Thousands of motorists utilize one of many access routes from New Jersey
to New York and visa verse, each day. One such access is the Holland Tunnel.
One might ask why was the name Holland used for the tunnel? Did it have a
relationship to the fact that New York was once settled by the Dutch and
known as New Amsterdam?
Please allow me to share this small piece of history with you and clear up the mystery.
According to legend, experiments with under water vessels date back to the
reign of Alexander the Great, but many centuries would pass before the submarine
could become a working entity. A young man’s interest sparked by reports
of the sinking of the Housatonic, a Union blockade ship during the American
Civil War by the Confederate submersible Hunley, began designing what would
become the world’s first practical submarine. His designs were quickly rejected
when first submitted to the Unite States Navy in 1875.
The young man referred to, was John Phillip Holland. An Irish emigrant, born
in Liscannor, Co. Clare, Ireland, February 24th, 1842. Unlike many Irish
Catholics, he did receive a Christian Brother education in Ennistoymon, Co.
Clare, Ireland. Following his education, he taught school in various parts
of Ireland, eventually immigrating to the United States, in 1873.

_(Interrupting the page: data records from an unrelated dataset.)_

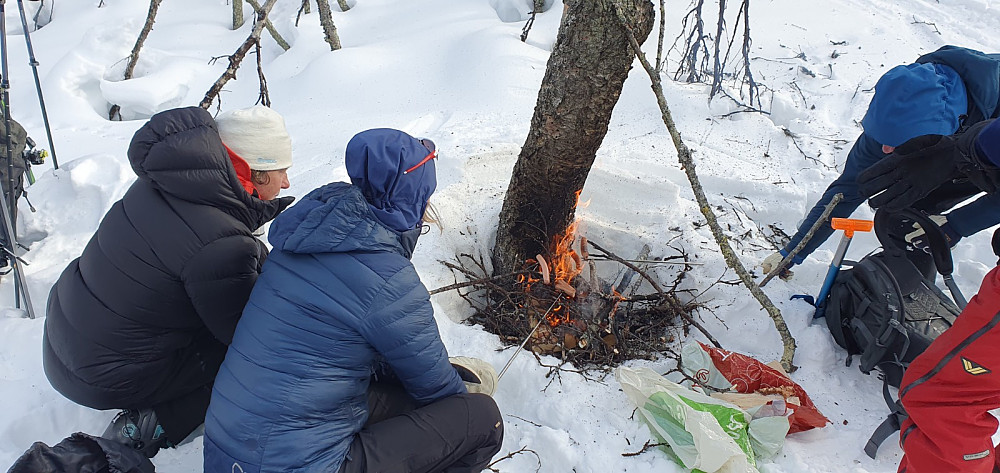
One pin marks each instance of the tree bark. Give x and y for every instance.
(134, 57)
(326, 19)
(237, 57)
(237, 14)
(583, 80)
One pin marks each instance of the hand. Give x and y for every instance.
(478, 375)
(771, 262)
(918, 237)
(909, 173)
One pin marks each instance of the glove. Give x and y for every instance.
(918, 237)
(772, 261)
(920, 165)
(478, 375)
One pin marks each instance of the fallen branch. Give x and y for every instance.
(510, 455)
(648, 445)
(237, 57)
(805, 239)
(477, 282)
(687, 163)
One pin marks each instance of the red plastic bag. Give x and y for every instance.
(749, 376)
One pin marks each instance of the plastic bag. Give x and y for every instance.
(704, 434)
(748, 375)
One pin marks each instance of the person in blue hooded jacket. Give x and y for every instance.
(943, 93)
(337, 364)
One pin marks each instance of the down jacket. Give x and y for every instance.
(337, 301)
(172, 260)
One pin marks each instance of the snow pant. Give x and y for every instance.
(949, 389)
(457, 434)
(180, 399)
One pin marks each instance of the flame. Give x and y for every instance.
(565, 262)
(556, 317)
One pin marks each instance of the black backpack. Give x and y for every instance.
(887, 311)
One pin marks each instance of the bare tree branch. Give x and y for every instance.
(237, 57)
(134, 57)
(270, 27)
(684, 156)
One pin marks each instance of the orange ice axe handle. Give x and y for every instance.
(849, 226)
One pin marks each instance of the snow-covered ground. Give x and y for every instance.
(457, 72)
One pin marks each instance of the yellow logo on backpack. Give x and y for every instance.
(973, 368)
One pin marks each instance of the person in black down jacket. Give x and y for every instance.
(142, 319)
(337, 364)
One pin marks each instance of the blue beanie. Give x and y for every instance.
(915, 100)
(396, 174)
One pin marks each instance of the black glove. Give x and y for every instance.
(920, 165)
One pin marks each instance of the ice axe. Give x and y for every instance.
(849, 226)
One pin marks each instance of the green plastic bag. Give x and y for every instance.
(705, 434)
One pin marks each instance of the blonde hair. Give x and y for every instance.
(432, 217)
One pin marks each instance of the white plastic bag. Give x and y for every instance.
(704, 434)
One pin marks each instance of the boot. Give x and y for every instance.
(138, 429)
(478, 375)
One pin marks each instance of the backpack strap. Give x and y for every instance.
(892, 423)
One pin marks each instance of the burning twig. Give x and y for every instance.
(659, 290)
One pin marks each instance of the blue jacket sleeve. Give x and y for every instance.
(863, 154)
(975, 216)
(400, 326)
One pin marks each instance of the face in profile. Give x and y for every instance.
(268, 184)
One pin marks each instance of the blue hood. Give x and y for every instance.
(915, 100)
(394, 174)
(336, 218)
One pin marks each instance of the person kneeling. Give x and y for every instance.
(337, 364)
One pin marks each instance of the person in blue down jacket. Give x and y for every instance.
(942, 93)
(337, 364)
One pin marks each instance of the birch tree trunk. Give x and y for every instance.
(583, 80)
(326, 19)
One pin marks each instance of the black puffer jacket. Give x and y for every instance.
(172, 260)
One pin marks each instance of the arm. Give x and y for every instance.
(400, 326)
(863, 154)
(219, 279)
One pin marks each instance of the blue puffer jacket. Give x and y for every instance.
(337, 300)
(981, 75)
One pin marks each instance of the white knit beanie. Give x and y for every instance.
(258, 135)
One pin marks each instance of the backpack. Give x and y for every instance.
(886, 311)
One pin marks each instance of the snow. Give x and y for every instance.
(457, 72)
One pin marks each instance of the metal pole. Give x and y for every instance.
(38, 84)
(511, 360)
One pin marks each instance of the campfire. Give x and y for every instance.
(563, 307)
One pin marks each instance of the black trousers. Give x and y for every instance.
(458, 434)
(938, 201)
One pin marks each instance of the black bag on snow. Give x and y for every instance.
(884, 309)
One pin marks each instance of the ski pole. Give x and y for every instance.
(849, 226)
(544, 316)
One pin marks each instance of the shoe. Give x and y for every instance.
(478, 375)
(138, 429)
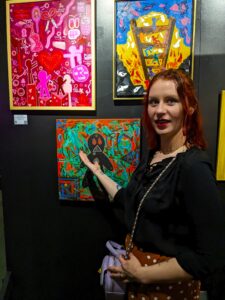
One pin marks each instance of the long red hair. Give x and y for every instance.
(192, 123)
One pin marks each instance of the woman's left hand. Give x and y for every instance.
(130, 269)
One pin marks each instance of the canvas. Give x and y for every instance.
(51, 54)
(150, 36)
(114, 143)
(220, 169)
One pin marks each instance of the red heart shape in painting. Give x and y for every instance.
(50, 60)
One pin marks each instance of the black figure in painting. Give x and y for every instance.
(179, 237)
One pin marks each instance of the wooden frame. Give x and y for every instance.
(149, 37)
(114, 143)
(51, 54)
(220, 168)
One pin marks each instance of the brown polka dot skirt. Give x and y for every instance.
(181, 290)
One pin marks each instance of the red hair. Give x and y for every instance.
(192, 123)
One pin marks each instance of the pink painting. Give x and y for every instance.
(51, 54)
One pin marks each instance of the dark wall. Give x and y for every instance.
(55, 250)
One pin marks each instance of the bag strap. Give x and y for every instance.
(129, 247)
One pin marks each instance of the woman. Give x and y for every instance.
(180, 228)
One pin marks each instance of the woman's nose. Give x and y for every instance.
(160, 109)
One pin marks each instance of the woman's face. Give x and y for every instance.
(165, 109)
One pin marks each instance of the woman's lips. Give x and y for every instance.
(161, 124)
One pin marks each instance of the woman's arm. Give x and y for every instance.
(111, 186)
(131, 270)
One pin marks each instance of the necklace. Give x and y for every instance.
(159, 155)
(180, 149)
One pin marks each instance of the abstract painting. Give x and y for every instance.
(150, 36)
(220, 169)
(51, 54)
(114, 143)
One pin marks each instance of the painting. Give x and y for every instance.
(51, 54)
(150, 36)
(114, 143)
(220, 169)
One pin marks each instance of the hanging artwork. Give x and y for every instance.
(51, 54)
(115, 144)
(220, 170)
(150, 36)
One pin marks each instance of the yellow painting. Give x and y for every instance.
(220, 169)
(150, 37)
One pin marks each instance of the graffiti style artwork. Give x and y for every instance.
(51, 54)
(150, 36)
(220, 169)
(114, 144)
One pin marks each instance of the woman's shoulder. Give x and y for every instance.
(195, 157)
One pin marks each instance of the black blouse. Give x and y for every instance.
(182, 216)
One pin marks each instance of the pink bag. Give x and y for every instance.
(114, 290)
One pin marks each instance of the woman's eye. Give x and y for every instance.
(153, 102)
(171, 101)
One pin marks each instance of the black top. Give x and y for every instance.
(183, 216)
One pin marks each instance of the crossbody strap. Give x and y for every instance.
(129, 247)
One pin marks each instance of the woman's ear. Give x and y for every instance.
(191, 110)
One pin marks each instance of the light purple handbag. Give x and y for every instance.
(114, 289)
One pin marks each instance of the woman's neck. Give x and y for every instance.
(171, 145)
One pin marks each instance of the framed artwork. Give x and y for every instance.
(220, 169)
(51, 54)
(150, 36)
(114, 143)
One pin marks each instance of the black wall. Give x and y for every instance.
(54, 250)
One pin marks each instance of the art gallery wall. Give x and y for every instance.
(54, 249)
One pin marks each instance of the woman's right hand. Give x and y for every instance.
(94, 167)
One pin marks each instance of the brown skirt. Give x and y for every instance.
(180, 290)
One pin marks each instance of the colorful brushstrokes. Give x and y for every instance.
(220, 169)
(51, 54)
(150, 36)
(114, 143)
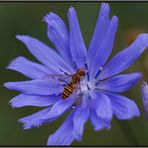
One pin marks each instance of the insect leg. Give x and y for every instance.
(65, 72)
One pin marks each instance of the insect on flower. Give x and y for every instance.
(76, 79)
(72, 84)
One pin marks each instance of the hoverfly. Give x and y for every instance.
(71, 84)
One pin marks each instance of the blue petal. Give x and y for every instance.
(59, 108)
(125, 58)
(46, 115)
(99, 32)
(28, 68)
(102, 105)
(80, 118)
(144, 90)
(33, 100)
(105, 49)
(59, 35)
(63, 135)
(34, 120)
(77, 45)
(45, 54)
(120, 83)
(97, 122)
(37, 87)
(123, 107)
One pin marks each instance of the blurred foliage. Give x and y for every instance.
(26, 18)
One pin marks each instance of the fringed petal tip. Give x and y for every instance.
(50, 18)
(26, 125)
(144, 91)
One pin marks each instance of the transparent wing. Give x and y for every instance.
(62, 79)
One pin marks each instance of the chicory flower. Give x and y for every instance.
(99, 98)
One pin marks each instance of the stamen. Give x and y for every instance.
(88, 87)
(73, 106)
(86, 67)
(99, 71)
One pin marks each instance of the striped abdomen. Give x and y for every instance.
(68, 89)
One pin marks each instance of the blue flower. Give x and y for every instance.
(99, 98)
(144, 90)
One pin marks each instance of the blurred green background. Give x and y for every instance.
(26, 18)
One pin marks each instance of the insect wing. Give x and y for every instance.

After his arrival in America, John continued his teaching profession at
St. John’s Parochial School, in Patterson, New Jersey. Holland had a little
bit of the rebel in him. Some of his early backers in the United States were
Fenians, an Irish political group who wanted Ireland to overthrow British
rule in Ireland. Realizing the potential destructive blow that a weapon such
as a submarine could inflict on the British Navy, the Fenian Brotherhood
financed Holland’s experiments. The successful tests on his first two experimental
subs, the Holland 1 and the Fenian Ram, coupled with improvements upon his
initial designs, led to Holland’s victory in a competition to build an experimental
submarine for the United States Navy. Subsequently, John Holland formed the
John P. Holland Torpedo Boat Company, later called the Electric Boat Company,
to build the vessel.
His award winning design, The Plunger, fraught with Navy requested revisions,
was a disappointment. Holland therefore, elected to build a boat to his own
specifications at his company’s expense. If successful, the United States
government would then purchase it, becoming the Navy’s first experimental
submarine.
On August 25th, 1900, a contract was drawn to build six new boats and refit
The Plunger. With these boats of the Adder Class, The Adder, Moccasin, Porpoise,
Grampus, Pike and Plunger, the submarine fleet of the United States Navy
was born.
In addition to building submarines for the United States, John Holland’s
company built submarines for Russia, Japan and ironically, Great Britain.
His designing talents did not stop there. Holland expanded his work to include
safety procedures used by submariners today. In 1904 he devised a respirator
for escape purposes from disabled submarines. Not satisfied with his accomplishments
under the sea, in the final years of his life, he dedicated his energies
and talents to experimenting in aeronautics.
John Phillip Holland, Irishman, emigrant, teacher, inventor and Father of
the United States Silent Service, passed from this life, August 12th, 1914.